I know that teenagers are supposed to be stupid, but they are SO stupid in Viral. If I saw a YouTube video about how someone acts when they are infected, I would not run up to my friend who is showing the same symptoms. They do not put the chain on the door-to be fair, that would not make much of a difference, but try, people! There are infected trying to bust in! Don’t take off your mask unless you are about to put on a helmet with a face shield. Don’t hold someone’s hand if you just saw that person rip off someone’s limb. I need my characters to be just slightly smarter. Also don’t think that I didn’t notice that all the black people died first and Obama declaring martial law. We’re back to old school horror movie rules.
What distinguishes Viral from other mediocre movies is the infection as a metaphor for victims of abuse, including date rape.

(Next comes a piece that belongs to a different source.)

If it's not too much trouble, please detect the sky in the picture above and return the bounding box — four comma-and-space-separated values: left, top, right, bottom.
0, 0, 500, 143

A formerly confident and bold character gets infected, keeps showering, initially keeps it a secret, changes attitude and dresses completely differently. Another character can openly deal with a stepfather’s abuse once the stepfather gets infected.
Viral is basically a coming of age contagion movie that lacks original concepts, but is emotionally resonant. Viral is not must see viewing, and you may find it too annoying if you can’t stand stupid teenagers, but it isn’t the worst entry in the contagion/zombie genre.